Social Anthropology Cheat Sheet
The core ideas of Social Anthropology distilled into a single, scannable reference — perfect for review or quick lookup.
Quick Reference
Ethnography
The primary research method of social anthropology, involving prolonged immersion in a community through participant observation, interviews, and detailed note-taking to produce a rich, holistic account of social life from the insider's perspective.
Kinship
The system of social relationships based on descent, marriage, and other culturally recognized bonds that organizes people into families, clans, and lineages, structuring obligations, inheritance, and identity.
Cultural Relativism
The methodological and ethical principle that a society's beliefs, values, and practices should be understood and evaluated within their own cultural context rather than judged by the standards of another culture.
Structural-Functionalism
A theoretical framework holding that social institutions and practices exist because they contribute to the stability and maintenance of the social system as a whole, much as organs contribute to a living organism.
Reciprocity
A principle of social exchange in which goods, services, or gestures are given and returned between individuals or groups, creating and reinforcing social bonds.
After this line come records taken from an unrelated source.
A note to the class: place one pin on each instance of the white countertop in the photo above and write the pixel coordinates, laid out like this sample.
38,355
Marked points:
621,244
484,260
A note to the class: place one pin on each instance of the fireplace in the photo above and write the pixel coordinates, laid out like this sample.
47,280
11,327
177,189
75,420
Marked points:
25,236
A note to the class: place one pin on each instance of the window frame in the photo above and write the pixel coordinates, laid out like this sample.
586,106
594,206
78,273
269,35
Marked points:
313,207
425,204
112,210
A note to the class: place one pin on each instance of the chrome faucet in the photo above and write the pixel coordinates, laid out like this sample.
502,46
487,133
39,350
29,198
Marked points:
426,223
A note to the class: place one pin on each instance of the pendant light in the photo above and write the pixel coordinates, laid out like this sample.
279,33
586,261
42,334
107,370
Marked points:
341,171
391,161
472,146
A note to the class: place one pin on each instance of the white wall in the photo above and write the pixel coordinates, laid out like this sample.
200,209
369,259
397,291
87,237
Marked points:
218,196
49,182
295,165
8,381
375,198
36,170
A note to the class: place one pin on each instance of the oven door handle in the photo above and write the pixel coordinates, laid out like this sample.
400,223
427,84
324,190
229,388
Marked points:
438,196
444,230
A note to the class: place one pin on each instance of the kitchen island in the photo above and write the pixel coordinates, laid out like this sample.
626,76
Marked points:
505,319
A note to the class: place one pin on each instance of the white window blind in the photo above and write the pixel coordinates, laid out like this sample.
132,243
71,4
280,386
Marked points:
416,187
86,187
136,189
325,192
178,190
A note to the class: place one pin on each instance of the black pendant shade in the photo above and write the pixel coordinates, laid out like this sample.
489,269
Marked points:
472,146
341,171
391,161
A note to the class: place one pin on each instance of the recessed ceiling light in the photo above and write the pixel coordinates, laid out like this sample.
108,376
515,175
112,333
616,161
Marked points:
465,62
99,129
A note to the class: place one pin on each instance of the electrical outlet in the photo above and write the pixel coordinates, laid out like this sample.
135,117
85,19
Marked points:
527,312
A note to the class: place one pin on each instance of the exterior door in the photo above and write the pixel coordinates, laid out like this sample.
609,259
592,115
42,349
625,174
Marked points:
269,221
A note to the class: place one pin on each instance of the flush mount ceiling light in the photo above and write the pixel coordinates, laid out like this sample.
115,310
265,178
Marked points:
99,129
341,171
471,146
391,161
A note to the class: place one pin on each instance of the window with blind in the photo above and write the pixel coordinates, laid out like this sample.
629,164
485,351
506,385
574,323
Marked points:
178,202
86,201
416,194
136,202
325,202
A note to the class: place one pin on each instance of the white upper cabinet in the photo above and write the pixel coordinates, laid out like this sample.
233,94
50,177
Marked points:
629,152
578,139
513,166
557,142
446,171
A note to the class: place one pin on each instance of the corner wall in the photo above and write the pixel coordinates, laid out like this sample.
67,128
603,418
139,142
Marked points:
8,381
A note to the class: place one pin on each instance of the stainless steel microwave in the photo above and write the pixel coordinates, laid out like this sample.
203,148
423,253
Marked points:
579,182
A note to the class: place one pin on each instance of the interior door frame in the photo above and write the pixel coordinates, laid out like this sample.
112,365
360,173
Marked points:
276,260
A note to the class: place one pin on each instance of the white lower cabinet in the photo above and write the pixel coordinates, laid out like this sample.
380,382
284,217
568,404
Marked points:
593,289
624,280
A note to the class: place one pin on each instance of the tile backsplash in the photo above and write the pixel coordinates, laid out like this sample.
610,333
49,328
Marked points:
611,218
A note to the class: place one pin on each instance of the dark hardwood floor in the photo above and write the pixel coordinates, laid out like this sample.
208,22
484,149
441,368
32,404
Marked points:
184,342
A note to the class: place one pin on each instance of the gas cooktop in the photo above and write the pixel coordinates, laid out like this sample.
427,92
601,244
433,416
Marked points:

Anthropologists distinguish generalized, balanced, and negative reciprocity.
Liminality
The transitional or in-between phase in a rite of passage where individuals are stripped of their previous social status and have not yet been reincorporated into the social structure, existing in a state of ambiguity and potentiality.
Thick Description
Clifford Geertz's concept of ethnographic writing that goes beyond surface-level observation to interpret the layers of meaning, context, and significance that actors attach to their actions and symbols.
Social Structure
The enduring, patterned arrangements of roles, relationships, institutions, and norms that organize a society and shape how individuals interact, access resources, and reproduce social order over time.
Rite of Passage
A ceremonial process, identified by Arnold van Gennep, marking the transition of an individual or group from one social status to another, typically involving three phases: separation, liminality, and reincorporation.
Ethnocentrism
The tendency to view one's own culture as the natural standard against which all other cultures are measured and evaluated, often leading to misunderstanding, bias, or the dismissal of unfamiliar practices as inferior.